I asked it of my maid Laele all casual. Did she happen to know of doctors as’d help women, and did she happen to know what those doctors would take for pay? She was doing my hair when I asked it, and she didn’t so much as drop a pin. I’d figured that she could tell you what I was about if she pleased, or she might refuse to do anything since whatever I did might be traced back to her if she helped me. But I’d seen how she looked at you when you wasn’t looking at her – you’d threatened to dismiss her with nary a reference enough times, shattered things as she’d had to clear up, shouted horrid at her when she failed to please. Ma’am, she said all quiet. There’s pills and such. You could try gin and a hot bath. Or there’s the staircase. I told her no, I didn’t want a baby ever. I could’ve explained that you had made up your mind about the way things were to be with us so it’d just happen again unless I found a way to make sure it couldn’t. I didn’t though, and I didn’t need to. Two days later she’d a name for me, though she said she weren’t sure he could make sure there’d never be a baby. I decided I’d take what I could get.

It was a night that you were at the club with your set and I was to be home. I brought spare drawers and a bit of the money Laele had pawned for the silver-pearl necklace that Solaufein had untangled for me while we stole from him. To be honest the amount she’d come back with had left me agape, and I’d hidden my riches in the same place I hid my notes from Immy’s primer and Ser’s handkerchief. You had never known I’d had that necklace to begin with, so I supposed it was the safest thing to pawn and now I had a tiny fortune.

I don’t know if that man were a doctor or not but he took my money sure enough. He told me I’d need a real surgery to make sure there’d never be no baby and I said can’t you do it and he said no, ma’am, it is not possible. I can’t have a baby I said I can’t I can’t and I think he wanted me to be quiet because I was crying then so he said there is a herb ma’am it is called ashoqlore have you heard of it I may sell it to you at a reduced price. I started to laugh as I cried as you know I did sometimes and I said oh yes sir thank you. So he sold me the ashoqlore and took the baby out of me.

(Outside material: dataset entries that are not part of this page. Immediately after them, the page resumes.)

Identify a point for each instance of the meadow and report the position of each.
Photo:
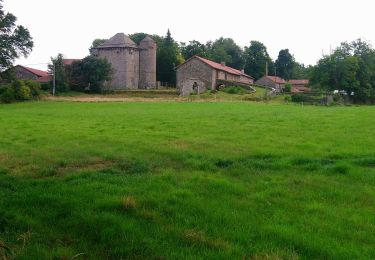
(186, 180)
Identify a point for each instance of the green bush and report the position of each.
(21, 91)
(287, 88)
(287, 99)
(34, 87)
(300, 98)
(7, 96)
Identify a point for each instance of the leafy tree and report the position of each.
(15, 41)
(58, 68)
(138, 37)
(167, 58)
(300, 71)
(285, 64)
(257, 59)
(351, 67)
(192, 49)
(97, 42)
(90, 74)
(226, 50)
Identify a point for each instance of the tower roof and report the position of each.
(119, 40)
(148, 39)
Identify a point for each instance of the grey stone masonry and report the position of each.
(133, 66)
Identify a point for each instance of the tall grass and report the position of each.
(186, 180)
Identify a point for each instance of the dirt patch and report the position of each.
(115, 99)
(84, 166)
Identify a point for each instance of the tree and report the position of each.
(90, 74)
(226, 50)
(58, 68)
(285, 64)
(192, 49)
(167, 58)
(351, 67)
(257, 59)
(15, 40)
(300, 71)
(138, 37)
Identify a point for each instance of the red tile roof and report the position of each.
(276, 79)
(221, 67)
(45, 79)
(300, 89)
(299, 81)
(39, 73)
(69, 61)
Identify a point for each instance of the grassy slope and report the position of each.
(209, 180)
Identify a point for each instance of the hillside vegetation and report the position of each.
(186, 180)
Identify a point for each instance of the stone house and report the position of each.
(299, 85)
(26, 73)
(198, 74)
(272, 82)
(134, 66)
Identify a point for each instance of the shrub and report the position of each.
(21, 91)
(287, 99)
(34, 87)
(287, 88)
(7, 96)
(300, 98)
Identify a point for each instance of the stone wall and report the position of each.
(195, 71)
(266, 82)
(24, 74)
(125, 66)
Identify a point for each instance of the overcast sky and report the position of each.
(306, 27)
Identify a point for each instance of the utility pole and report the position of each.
(54, 79)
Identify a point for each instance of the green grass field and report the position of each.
(190, 180)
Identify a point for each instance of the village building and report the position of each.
(133, 66)
(299, 85)
(26, 73)
(198, 74)
(272, 82)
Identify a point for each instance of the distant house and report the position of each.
(198, 74)
(299, 85)
(273, 82)
(67, 62)
(26, 73)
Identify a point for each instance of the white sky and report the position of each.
(306, 27)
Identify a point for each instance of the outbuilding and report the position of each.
(198, 74)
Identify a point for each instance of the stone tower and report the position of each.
(133, 66)
(147, 63)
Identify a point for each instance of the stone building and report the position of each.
(272, 82)
(26, 73)
(134, 66)
(198, 74)
(299, 85)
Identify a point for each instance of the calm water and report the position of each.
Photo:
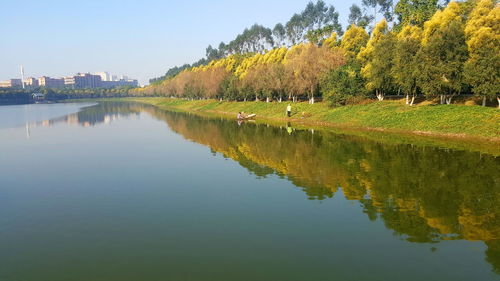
(120, 191)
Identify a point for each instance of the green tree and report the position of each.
(406, 68)
(415, 12)
(353, 40)
(482, 69)
(344, 84)
(377, 60)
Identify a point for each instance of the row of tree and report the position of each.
(430, 50)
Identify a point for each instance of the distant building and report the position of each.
(119, 83)
(31, 82)
(11, 83)
(105, 76)
(69, 82)
(49, 82)
(87, 80)
(83, 81)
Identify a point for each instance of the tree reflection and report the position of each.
(425, 194)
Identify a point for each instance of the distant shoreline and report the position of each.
(453, 126)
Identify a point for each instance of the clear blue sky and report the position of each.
(141, 39)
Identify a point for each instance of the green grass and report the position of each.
(456, 120)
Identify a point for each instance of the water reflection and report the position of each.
(424, 194)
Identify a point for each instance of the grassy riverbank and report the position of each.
(445, 120)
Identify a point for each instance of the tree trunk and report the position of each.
(448, 100)
(412, 100)
(380, 95)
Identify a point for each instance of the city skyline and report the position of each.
(102, 79)
(141, 39)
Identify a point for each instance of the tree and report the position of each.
(343, 84)
(415, 12)
(443, 54)
(358, 17)
(308, 64)
(353, 40)
(482, 69)
(379, 6)
(377, 60)
(406, 68)
(279, 34)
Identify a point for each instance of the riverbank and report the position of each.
(439, 120)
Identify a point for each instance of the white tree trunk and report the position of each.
(448, 100)
(412, 100)
(380, 95)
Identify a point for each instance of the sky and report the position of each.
(141, 39)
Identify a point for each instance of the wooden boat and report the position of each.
(248, 117)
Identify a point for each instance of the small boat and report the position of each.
(247, 117)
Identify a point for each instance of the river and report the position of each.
(123, 191)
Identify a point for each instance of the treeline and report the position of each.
(418, 48)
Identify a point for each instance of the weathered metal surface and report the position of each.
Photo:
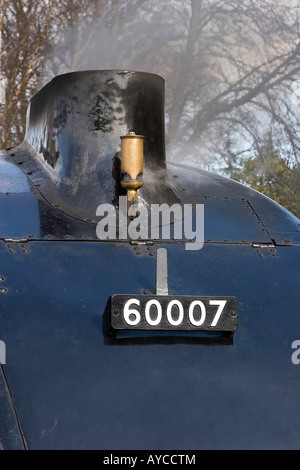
(72, 384)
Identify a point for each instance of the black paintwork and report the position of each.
(75, 387)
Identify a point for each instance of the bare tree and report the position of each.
(232, 67)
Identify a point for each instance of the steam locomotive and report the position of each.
(124, 328)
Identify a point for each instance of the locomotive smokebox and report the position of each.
(74, 126)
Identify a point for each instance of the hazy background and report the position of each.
(232, 74)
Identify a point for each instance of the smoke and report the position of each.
(210, 54)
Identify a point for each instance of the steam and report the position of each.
(200, 66)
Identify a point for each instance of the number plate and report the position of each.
(168, 312)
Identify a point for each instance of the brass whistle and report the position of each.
(132, 149)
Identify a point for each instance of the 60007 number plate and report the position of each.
(168, 312)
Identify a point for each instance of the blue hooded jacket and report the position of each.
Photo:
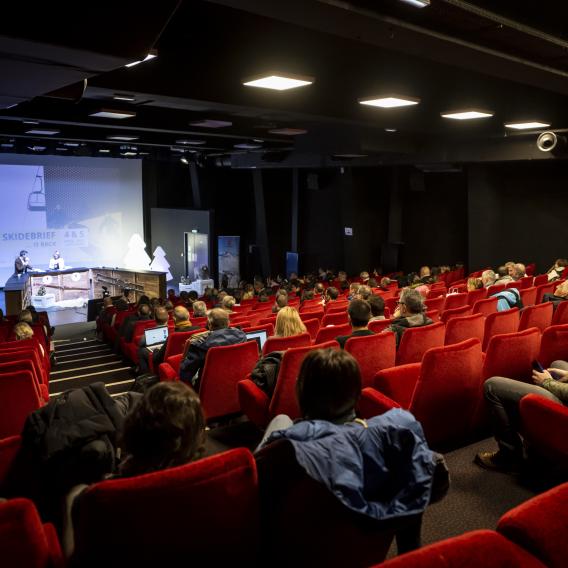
(383, 471)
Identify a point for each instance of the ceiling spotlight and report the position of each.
(390, 101)
(108, 113)
(152, 55)
(278, 81)
(527, 125)
(469, 114)
(417, 3)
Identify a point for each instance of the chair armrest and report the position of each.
(372, 403)
(398, 383)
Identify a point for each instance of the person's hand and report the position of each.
(539, 378)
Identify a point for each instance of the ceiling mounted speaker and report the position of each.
(550, 142)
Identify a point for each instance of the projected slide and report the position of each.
(86, 208)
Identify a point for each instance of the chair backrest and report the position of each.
(450, 385)
(500, 322)
(455, 312)
(312, 326)
(224, 367)
(284, 397)
(330, 333)
(18, 397)
(282, 343)
(528, 296)
(512, 354)
(554, 345)
(373, 353)
(198, 501)
(459, 329)
(485, 307)
(560, 314)
(335, 318)
(536, 316)
(417, 340)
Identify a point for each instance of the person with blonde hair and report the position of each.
(288, 323)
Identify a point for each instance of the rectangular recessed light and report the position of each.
(278, 81)
(120, 97)
(152, 55)
(109, 113)
(42, 132)
(467, 114)
(527, 125)
(288, 131)
(123, 137)
(208, 123)
(390, 101)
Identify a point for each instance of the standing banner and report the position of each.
(229, 262)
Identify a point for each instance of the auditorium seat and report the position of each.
(224, 367)
(24, 541)
(282, 343)
(205, 513)
(448, 383)
(330, 333)
(500, 322)
(554, 345)
(459, 329)
(539, 526)
(539, 316)
(373, 353)
(417, 340)
(256, 404)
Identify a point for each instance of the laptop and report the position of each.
(258, 336)
(156, 337)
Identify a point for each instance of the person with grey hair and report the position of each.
(409, 313)
(488, 278)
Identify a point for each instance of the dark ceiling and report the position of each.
(451, 54)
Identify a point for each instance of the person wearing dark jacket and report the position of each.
(219, 333)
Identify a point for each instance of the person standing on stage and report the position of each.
(56, 262)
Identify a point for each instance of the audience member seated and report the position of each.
(219, 333)
(377, 308)
(288, 322)
(503, 396)
(409, 313)
(359, 313)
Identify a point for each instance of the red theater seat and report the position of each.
(185, 510)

He told me to come back when I needed more ashoqlore and that I needed to look for something called sepsis, but I don’t remember what sepsis is now. The cab driver charged me extra of what I had brought because I bled on the seat. I hid the ashoqlore the same place as I hid all my other treasures and then I fell into bed.

When I woke up again it was to the same nurse as’d been there when I’d hit my head the night of that ball when everything was so terrible and I’d tried to say no to you. She was the one as’d said you looked so fine in your riding jacket. Well, this time she dropped her knitting needles when I blinked at her, and she said that I’d had a terrible misfortune happen to me. My husband was that worried and wouldn’t I do everything she told me to do to make sure I got back to perfect health? I said yes ma’am I would and she said I was a sweet thing. Mr. Reynfried wanted to see me soon as I woke, she said, and he’d promised to do all he could for me. I knew that you could do all you wanted but I’d done something you could never undo, so I said yes, of course, I wanted to see you.